J’en avais, avant d’écrire La Malchimie, une certaine conscience, et depuis longtemps. Je me souviens dans les années soixante-dix avoir voté (mon premier vote) pour René Dumont, avoir lu des revues comme « La gueule ouverte » par exemple. Mais nous ignorions alors la dangerosité réelle des produits phytosanitaires qu’employaient déjà les agriculteurs, les maraîchers, les jardiniers, que manipulaient les dockers et tant de personnes en divers pays de la planète. Notre vision des choses était plus parcellaire. Ce que nous mettions sous le mot « traitement » en agriculture restait vague. Nous nous en prenions surtout à l’emploi massif des engrais chimiques – la question de la présence des nitrates dans le sol et les eaux était à cette époque pertinemment posée. Nous manifestions contre la construction des centrales nucléaires, contre les essais nucléaires qui se faisaient dans le secret.

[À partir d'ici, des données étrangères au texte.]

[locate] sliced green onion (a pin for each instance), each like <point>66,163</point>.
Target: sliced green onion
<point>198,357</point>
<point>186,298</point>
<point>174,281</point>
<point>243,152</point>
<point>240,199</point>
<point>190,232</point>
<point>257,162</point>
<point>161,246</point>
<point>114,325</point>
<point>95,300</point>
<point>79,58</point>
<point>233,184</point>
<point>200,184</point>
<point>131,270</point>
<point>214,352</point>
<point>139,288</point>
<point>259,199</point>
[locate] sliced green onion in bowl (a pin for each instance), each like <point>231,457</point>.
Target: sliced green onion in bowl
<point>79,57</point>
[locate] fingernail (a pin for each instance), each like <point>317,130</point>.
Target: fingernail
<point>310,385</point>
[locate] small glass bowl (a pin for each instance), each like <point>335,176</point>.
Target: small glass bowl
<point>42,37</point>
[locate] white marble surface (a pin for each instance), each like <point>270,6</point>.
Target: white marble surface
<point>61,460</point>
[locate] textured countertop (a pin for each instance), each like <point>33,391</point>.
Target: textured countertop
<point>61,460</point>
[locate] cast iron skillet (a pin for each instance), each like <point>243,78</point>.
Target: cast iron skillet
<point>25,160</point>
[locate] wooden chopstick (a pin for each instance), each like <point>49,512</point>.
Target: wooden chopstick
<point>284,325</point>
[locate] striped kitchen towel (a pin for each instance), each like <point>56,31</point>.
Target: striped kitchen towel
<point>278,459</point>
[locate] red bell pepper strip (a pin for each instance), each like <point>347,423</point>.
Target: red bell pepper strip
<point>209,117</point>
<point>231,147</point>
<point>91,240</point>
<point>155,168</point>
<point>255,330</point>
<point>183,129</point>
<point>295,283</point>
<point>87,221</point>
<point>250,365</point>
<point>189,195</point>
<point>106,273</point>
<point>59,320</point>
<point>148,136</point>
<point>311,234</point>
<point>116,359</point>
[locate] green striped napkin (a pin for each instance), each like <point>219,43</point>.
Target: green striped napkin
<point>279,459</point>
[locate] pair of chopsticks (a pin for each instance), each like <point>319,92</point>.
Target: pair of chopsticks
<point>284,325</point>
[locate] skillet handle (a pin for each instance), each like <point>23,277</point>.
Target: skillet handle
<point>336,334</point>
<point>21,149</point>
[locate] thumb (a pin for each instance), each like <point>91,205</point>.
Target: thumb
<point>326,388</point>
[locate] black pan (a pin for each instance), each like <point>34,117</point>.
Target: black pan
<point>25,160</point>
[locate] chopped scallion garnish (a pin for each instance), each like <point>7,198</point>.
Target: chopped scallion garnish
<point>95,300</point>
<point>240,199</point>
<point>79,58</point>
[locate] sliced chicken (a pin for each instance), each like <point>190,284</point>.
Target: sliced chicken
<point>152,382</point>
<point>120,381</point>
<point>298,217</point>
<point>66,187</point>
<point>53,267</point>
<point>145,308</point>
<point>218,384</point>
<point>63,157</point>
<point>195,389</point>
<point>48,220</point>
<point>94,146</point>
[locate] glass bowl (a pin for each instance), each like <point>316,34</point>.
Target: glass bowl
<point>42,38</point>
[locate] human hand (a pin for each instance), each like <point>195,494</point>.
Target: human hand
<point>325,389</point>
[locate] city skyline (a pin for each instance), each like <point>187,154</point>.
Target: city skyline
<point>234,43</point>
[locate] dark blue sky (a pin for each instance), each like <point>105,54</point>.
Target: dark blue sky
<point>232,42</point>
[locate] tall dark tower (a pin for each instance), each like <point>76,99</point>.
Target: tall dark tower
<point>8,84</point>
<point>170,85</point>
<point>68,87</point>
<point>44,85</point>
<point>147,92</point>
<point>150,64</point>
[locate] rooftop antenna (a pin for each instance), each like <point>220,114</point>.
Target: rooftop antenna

L’écologie apparaît aujourd’hui comme un nouvel universalisme : pour la nouvelle génération c’est un idéal –ou une utopie– qui permet une mobilisation importante. Estimez-vous que l’engagement, tenu en suspicion depuis la faillite des grandes idéologies du XXe siècle, pourrait grâce à l’écologie retrouver aujourd’hui une certaine légitimité ? Dans quelle mesure et par quels moyens ?
G. B.: Il est certain que le besoin de changement va croissant et que les revendications se multiplient. Nous voyons se dessiner des lignes de force, se créer, se développer et agir des associations responsables avec, souvent, le soutien des populations, s’ouvrir des sites d’information sur internet, des collections spécialisées chez des éditeurs. Nous voyons des citoyens, des maires de différentes communes prendre des mesures pour protéger les habitants là où l’Etat se montre déficient ou hostile. Nous voyons des jeunes se regrouper en nombre, manifester pour le climat, l’avenir de la planète et tenir ferme leur programme. Que des femmes, des hommes, journalistes, essayistes, chercheurs, conférenciers, romanciers, cinéastes prennent la parole, la caméra ou la plume, s’exposent ou se soient exposés dans leurs travaux, éclairent des zones d’ombre, tout cela aide à une prise de conscience qui ne cesse de s’étendre et qui pourrait peser fortement sur les Etats récalcitrants. Nous voyons des agriculteurs et des éleveurs s’organiser et se regrouper, après s’être convertis à la culture biologique, pour écouler leur blé, leur farine, leurs huiles, leur lait, leurs yaourts etc., autrement que par le biais des grosses coopératives, des collectifs comme « Graines de rebelles » sauver leurs propres semences. Les lobbyistes cependant, nous ne le savons que trop, sont puissants et développent en contrepartie une redoutable défense de leurs intérêts.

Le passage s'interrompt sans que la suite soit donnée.